Due to the effects of fast switching transients (du/dt and reverse recovery di/dt), DC link oscillations can be easily triggered at low current levels, even without a sudden change in diode current. Figure 7 presents the reverse recovery characteristics of the freewheeling diode under different stray inductance conditions.

Figure 7: Recovery performance of the diode at room temperature and 1/10In (curves for different LS).

In this case, low stray inductance can produce a higher resonant frequency and help suppress this oscillation. Of course, if the large stray inductance causes the diode to have a real current jump, the situation will be worse. For EMI considerations, this will limit the use of higher stray inductance.

Conclusion

When working under the same conditions, the design optimization of IGBT to improve softness requirements will come at the cost of increased switching losses.

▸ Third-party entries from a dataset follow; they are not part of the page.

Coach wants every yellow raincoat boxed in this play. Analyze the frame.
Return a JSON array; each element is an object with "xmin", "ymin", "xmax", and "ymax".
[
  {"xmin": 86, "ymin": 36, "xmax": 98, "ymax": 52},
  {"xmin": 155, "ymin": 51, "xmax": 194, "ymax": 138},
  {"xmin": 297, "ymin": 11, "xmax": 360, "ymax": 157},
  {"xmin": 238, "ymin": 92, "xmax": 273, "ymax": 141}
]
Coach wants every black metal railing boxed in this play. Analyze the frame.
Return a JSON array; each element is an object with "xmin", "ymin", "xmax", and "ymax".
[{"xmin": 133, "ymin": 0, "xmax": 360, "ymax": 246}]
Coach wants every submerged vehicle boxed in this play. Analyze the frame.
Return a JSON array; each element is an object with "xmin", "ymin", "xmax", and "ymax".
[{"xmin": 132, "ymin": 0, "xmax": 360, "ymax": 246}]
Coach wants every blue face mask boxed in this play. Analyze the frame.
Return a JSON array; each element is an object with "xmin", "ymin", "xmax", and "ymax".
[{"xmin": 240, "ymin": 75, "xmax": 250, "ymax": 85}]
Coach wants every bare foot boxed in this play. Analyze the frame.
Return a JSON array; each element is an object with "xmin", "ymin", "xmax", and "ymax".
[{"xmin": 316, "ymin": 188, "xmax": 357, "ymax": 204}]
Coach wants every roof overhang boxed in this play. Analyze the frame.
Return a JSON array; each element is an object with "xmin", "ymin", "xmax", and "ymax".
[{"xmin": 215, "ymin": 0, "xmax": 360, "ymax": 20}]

In addition to switching losses, turn-on and turn-off speeds, current mutations and oscillations (EMI) are becoming more and more important. Parasitic stray inductance plays an important role in the DC bus resonant frequency and diode current mutations. At least from an EMI perspective, diode current mutations will limit the reduction of turn-on losses by increasing stray inductance or increasing the IGBT turn-on speed.

Therefore, it is expected that different models of IGBT optimized products will be launched in the future. On the other hand, considering that the DC bus inductance is a free parameter in the inverter design, this will help to further optimize the loss.

Importantly, to ensure the use of fast switching devices (such as T4 chips), the DC bus design must be further optimized. In energy-efficient design, the lower the inductance, the better is a simple principle.